Axial Seamount and Microbiology

Hi, I’m Matt Knight, I’m a senior in my undergraduate studies at UW, and this is my first blog post for the upcoming Visions 2011 research cruise, leg #2. I will be boarding the R/V Tommy Thompson tomorrow in Newport, Oregon with my fellow undergraduates, some graduate students, professors, engineers, and one really big robot. The ship will then head towards Axial Seamount, an underwater volcano and vent system sitting on top of the Juan de Fuca Ridge, and a site of interest in the soon-to-be-constructed Regional Scale Nodes cabled observatory network. The basic idea of the project is that the best way to study an underwater volcano (and the oceans) is to permanently install instruments on the seafloor and connect them to the Internet so that data can be continuously streamed back to shore to the joy of marine scientists and (hopefully) the general public. The primary goals of this cruise is to survey and map the region around Axial so that we can know where exactly to install our instruments when it comes time.

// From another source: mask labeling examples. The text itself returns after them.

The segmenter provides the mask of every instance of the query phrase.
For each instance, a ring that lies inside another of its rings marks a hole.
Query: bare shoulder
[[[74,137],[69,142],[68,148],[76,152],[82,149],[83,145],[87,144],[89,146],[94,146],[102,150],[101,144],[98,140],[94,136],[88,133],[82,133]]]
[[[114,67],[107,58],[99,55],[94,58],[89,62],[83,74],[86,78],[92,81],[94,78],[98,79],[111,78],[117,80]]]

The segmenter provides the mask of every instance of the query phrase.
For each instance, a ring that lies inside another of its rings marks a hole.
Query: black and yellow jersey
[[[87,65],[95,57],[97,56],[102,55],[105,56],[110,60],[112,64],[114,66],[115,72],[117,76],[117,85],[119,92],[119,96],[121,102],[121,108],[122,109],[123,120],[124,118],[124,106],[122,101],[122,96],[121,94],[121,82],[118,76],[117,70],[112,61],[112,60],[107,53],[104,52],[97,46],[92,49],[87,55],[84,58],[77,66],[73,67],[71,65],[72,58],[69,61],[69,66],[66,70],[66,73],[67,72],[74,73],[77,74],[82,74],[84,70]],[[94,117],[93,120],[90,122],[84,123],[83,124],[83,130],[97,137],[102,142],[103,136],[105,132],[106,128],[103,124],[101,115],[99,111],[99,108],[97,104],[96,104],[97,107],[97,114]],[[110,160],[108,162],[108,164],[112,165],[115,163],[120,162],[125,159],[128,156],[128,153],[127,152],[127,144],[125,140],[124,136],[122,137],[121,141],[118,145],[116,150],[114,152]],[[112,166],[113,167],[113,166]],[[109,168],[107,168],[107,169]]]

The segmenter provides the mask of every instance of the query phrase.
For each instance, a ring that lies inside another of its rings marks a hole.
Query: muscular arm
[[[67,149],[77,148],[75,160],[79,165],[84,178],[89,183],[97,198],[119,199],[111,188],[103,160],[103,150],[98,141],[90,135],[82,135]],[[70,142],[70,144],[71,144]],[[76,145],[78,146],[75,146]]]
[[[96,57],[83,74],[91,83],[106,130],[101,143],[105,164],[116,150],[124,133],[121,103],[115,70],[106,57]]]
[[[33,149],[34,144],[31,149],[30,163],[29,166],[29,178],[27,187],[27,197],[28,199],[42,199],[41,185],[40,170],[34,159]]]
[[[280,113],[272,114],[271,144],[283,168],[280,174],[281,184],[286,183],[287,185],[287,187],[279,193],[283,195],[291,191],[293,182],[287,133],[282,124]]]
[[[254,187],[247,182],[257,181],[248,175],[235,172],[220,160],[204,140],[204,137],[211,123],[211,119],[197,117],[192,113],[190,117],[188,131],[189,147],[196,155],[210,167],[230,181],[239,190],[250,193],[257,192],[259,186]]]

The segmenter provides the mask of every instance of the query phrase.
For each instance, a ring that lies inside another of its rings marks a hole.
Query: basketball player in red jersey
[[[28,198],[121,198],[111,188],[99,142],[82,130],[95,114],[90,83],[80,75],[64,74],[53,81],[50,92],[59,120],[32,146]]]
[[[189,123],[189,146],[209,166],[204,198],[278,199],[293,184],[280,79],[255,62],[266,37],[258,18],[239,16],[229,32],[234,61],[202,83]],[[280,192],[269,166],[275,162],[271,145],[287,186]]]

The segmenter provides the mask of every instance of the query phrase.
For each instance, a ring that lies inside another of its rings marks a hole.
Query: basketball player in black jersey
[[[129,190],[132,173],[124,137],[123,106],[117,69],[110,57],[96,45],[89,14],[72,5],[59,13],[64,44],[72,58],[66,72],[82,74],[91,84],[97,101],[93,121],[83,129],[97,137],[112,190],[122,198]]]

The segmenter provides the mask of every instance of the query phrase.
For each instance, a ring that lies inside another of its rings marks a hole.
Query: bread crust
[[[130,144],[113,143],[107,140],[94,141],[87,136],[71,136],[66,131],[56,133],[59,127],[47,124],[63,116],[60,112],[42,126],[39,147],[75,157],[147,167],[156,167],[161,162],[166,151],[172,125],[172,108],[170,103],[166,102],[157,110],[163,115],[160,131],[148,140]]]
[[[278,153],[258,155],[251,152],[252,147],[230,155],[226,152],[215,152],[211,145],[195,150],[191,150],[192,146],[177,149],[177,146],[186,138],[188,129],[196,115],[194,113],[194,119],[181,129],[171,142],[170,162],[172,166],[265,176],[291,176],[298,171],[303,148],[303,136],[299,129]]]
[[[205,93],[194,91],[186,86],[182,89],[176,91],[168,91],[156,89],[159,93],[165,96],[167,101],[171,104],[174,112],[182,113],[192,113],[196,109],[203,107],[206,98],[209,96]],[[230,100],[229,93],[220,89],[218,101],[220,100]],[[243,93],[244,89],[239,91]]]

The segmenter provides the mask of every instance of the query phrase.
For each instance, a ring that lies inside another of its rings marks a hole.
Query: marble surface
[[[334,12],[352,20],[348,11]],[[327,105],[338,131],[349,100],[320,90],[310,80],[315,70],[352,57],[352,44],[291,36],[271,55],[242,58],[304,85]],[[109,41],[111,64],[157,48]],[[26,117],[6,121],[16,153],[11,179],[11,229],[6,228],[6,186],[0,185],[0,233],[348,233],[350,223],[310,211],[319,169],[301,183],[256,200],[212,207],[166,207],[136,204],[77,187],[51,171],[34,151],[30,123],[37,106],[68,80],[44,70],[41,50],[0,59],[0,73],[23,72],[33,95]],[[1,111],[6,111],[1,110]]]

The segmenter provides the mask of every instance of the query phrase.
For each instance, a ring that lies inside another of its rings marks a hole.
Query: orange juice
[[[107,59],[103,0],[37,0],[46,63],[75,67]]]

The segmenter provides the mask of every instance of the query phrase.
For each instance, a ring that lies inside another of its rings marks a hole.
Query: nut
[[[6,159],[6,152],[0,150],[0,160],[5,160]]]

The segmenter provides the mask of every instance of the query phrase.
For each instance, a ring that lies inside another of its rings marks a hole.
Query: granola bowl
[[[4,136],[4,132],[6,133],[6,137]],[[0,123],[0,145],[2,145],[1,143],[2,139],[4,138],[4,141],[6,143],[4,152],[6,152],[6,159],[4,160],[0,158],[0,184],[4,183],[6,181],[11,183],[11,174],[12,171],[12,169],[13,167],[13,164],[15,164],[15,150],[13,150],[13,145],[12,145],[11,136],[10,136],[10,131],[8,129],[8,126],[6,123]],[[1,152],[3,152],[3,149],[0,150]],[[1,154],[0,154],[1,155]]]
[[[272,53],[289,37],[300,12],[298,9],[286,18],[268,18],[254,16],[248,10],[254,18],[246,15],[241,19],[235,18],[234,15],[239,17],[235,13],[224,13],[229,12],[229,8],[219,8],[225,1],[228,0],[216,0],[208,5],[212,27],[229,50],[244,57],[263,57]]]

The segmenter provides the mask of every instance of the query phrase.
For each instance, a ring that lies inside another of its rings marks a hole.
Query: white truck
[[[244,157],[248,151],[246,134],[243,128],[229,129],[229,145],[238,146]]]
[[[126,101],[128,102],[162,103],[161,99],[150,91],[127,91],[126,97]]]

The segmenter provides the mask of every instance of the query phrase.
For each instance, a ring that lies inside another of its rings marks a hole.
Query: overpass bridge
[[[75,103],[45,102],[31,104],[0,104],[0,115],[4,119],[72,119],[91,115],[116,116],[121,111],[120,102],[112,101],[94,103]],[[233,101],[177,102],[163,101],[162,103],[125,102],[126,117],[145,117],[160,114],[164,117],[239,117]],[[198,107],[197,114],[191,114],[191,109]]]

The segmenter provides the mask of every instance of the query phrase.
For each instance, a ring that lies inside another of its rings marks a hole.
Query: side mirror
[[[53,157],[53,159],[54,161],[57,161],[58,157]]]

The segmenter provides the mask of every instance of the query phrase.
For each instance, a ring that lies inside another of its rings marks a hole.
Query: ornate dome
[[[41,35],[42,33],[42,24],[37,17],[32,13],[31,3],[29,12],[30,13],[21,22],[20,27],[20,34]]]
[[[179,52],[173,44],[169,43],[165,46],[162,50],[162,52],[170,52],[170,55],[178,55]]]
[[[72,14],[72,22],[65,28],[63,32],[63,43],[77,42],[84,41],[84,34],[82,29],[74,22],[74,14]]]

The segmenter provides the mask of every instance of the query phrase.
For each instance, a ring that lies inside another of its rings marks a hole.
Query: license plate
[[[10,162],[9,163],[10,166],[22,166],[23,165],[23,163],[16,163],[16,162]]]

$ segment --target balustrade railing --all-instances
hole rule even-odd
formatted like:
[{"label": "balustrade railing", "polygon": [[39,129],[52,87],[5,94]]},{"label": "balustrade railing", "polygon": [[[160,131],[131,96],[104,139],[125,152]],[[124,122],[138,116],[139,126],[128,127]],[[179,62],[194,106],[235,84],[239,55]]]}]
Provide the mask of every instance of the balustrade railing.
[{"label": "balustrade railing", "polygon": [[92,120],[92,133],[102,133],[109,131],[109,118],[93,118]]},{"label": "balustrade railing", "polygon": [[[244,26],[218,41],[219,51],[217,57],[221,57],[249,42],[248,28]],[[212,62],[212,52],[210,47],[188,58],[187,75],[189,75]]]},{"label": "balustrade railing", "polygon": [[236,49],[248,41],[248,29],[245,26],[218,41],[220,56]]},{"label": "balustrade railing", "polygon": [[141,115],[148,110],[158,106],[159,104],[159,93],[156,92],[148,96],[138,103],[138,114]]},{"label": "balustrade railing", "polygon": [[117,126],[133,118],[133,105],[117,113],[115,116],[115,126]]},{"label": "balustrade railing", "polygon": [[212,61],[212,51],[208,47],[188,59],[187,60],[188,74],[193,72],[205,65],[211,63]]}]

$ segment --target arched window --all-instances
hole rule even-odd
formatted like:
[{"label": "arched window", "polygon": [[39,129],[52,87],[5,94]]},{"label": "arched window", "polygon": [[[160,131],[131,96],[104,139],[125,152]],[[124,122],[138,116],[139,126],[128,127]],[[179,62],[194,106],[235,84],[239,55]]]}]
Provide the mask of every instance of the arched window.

My research on this cruise is going to be primarily focused on the microbiology of the waters around Axial Seamount. Because this particular area in the Pacific Ocean is going to the be the destination of many future research cruises, the Visions cruise will offer us the opportunity to begin a time series of data collection on the bacterial communities in the area. In much the same that the Keeling curve (the graph showing increasing CO2 concentrations in our atmosphere) was created by collecting many decades worth of CO2 concentrations in one spot, we hope to be able to eventually look at years’ worth of data on bacteria around Axial. For me personally, this means that I will be taking water samples and doing cell counts for bacterial abundance, and dilution experiments that will allow us to isolate certain bacteria for later culturing and species-level classification work.